Actions internationales

Un fonds pour profiter des ruptures technologiques

CPR lance Global Disruptive Opportunities, un nouveau fonds thématique d’actions internationales
Ce produit veut investir sur les entreprises qui ont la capacité de bouleverser les modèles économiques existants
Jorge Fidel Alvarez, Estelle Ménard, responsable adjointe des gestions actions thématiques, CPR et Wesley Lebeau gérant actions thématiques, CPR

En moins d’une dizaine d’année, elles sont devenues des stars : Google, Apple, Amazon, Facebook puis Uber, Netflix, Airbnb… Toutes ces sociétés ont un point commun, celui d’avoir changé l’équilibre économique de leur secteur. Ce sont des entreprises disruptives, qui ont su rompre avec les codes établis pour proposer de nouveaux services ou améliorer des offres existantes.

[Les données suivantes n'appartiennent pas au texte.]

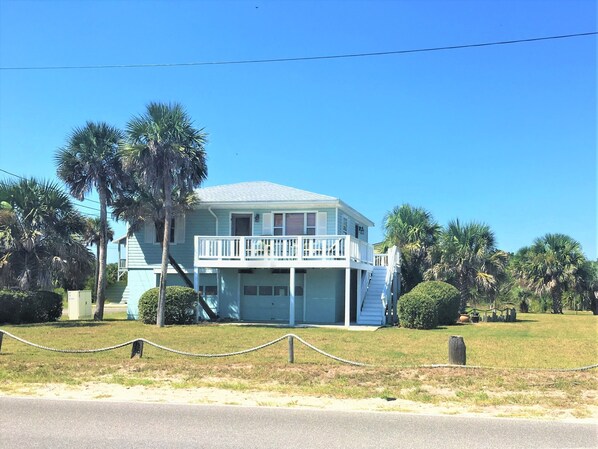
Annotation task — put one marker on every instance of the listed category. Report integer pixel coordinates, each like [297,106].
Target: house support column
[196,279]
[292,297]
[347,297]
[358,301]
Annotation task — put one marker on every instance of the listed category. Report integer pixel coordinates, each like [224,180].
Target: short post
[137,348]
[456,350]
[291,349]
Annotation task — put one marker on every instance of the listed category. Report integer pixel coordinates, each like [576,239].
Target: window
[210,290]
[278,225]
[310,223]
[295,223]
[281,290]
[250,290]
[265,290]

Nombreux sont les investisseurs à vouloir accompagner ces sociétés dans leur croissance et profiter ainsi de la performance boursière – lorsqu’elles sont cotées – qu’elles peuvent procurer. Pour rappel, début 2007, avant la sortie de son téléphone qui a bouleversé le secteur du mobile, le cours d’Apple était tout juste supérieur à 12 dollars. Actuellement, une même action de la société vaut 119 dollars, presque dix fois plus. De la même manière, à la même période, une action Amazon valait environ 38 dollars, un cours plus de vingt fois inférieur aux 800 dollars d’aujourd’hui.

Le thème de la disruption était trop beau pour que CPR AM, qui veut « affirmer sa place de leader européen de la gestion thématique », ne s’en empare. Le gestionnaire vient donc de lancer le CPR Global Disruptive Opportunities, un fonds d’actions internationales multisectoriel, comme l’avait fait il y a quelques mois la financière Arbevel mais sur des valeurs européennes (L’Agefi Actifs n°671, p. 30).

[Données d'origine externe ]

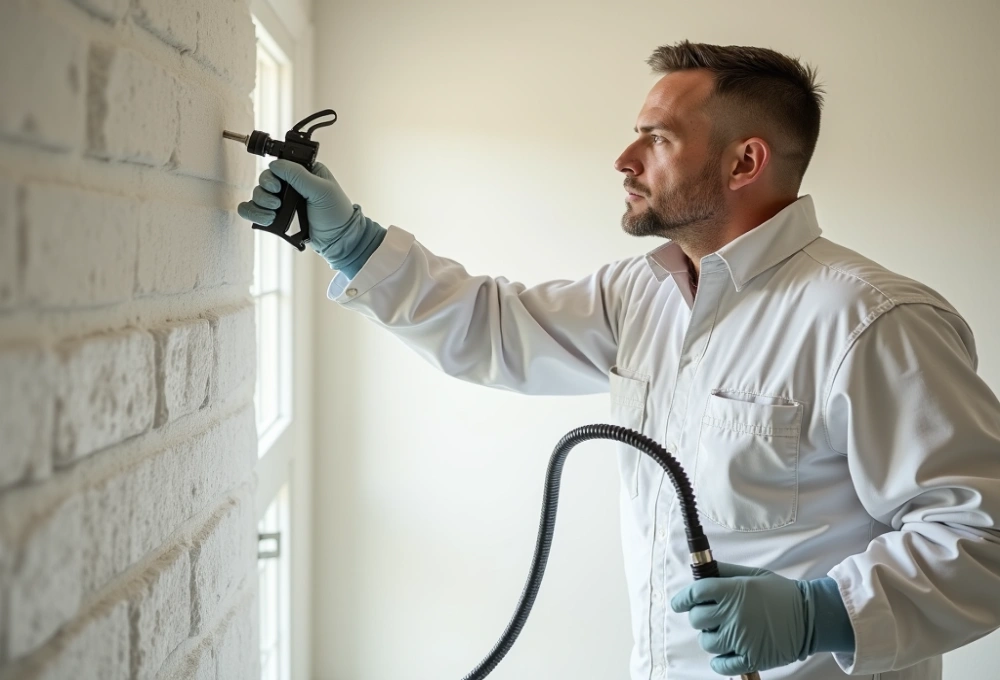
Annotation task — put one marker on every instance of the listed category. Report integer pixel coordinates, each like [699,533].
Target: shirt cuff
[386,259]
[832,630]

Définition de l’univers. En premier lieu, partant de l’univers mondial des actions, CPR identifie quelles sociétés sont – ou seront – disruptives. « Cela passe inévitablement par une innovation », explique Estelle Ménard, qui cogère le fonds avec Wesley Lebeau. « Mais l’innovation n’est pas tout. Celle-ci doit conduire à une transformation du marché existant. C’est seulement à ce moment-là que l’on peut parler de disruption », continue la gérante.

D’un univers de plusieurs milliers d’actions internationales, les gérants arrivent à une sélection restreinte d’environ 600 titres. Ils s’appuient pour cela sur leurs équipes de recherche internes – chez CPR et Amundi – et recourent aussi au cabinet Deloitte pour suivre les innovations partout dans le monde. Une fois ces valeurs identifiées, CPR applique son modèle propriétaire d’analyse fondamentale pour sélectionner les 80 lignes qui constituent le portefeuille.

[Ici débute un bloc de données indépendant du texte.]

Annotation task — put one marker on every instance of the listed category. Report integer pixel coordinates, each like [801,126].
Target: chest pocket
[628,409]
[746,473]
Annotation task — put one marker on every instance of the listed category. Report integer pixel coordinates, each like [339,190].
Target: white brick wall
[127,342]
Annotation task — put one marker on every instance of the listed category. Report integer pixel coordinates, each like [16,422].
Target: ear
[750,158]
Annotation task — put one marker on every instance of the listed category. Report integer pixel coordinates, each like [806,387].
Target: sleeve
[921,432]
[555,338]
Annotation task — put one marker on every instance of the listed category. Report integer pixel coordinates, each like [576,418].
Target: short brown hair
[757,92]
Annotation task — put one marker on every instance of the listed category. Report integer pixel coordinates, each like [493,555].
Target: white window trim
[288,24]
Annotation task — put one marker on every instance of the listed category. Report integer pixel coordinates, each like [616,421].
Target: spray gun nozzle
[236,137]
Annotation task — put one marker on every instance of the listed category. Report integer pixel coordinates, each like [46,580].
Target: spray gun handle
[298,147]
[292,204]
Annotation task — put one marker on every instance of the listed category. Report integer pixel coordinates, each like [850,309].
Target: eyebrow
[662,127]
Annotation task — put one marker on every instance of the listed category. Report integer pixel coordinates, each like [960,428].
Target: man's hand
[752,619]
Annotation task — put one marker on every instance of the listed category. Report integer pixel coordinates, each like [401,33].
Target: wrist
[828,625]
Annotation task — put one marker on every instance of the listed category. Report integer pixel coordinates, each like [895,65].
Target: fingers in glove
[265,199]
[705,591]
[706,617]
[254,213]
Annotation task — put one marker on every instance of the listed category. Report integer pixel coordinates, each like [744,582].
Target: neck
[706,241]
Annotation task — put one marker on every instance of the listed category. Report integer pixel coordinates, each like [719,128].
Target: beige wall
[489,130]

Limiter les biais. Même si la technologie est davantage représentée (46,4 % de l’univers disruptif identifié par CPR et 38 % pour le fonds), de nombreux secteurs constituent des sources de valeurs entrant dans les critères de choix du gérant. Le produit est investi, par exemple, dans les secteurs de la santé, qui représente 24 % du fonds (et 17 % de l’univers) ou de l’industrie pour 12 % du fonds (contre 13,9 % de l’univers). Par ailleurs, si les sociétés disruptives sont surreprésentées dans les petites capitalisations, le fonds se positionne davantage sur des entreprises plus matures. Ainsi, lorsque 60 % des sociétés disruptives présentent une capitalisation inférieure à 5 milliards de dollars, le fonds n’a qu’un peu plus de 20 % de titres de cette taille en portefeuille et, inversement, alors que les valeurs entre 10 et 200 milliards de dollars de capitalisation représentent 25 % de l’univers, elles pèsent pour presque 50 % du fonds.

Pas de surprise en revanche du côté de la répartition géographique puisque le fonds est exposé à plus de 70 % sur les Etats-Unis, 10 % sur l’Europe et 10 % sur le Japon, des chiffres comparables à ceux du MSCI World.

Finalement, même si ce produit reste un produit sur le segment croissance, les ratios de valorisation demeurent « raisonnables », ce qui fait dire à Estelle Ménard que « même dans un environnement où les indices value surperforment les indices croissance (comme depuis plusieurs mois, ndlr), il est possible de trouver des valeurs disruptives qui arrivent à bien performer ».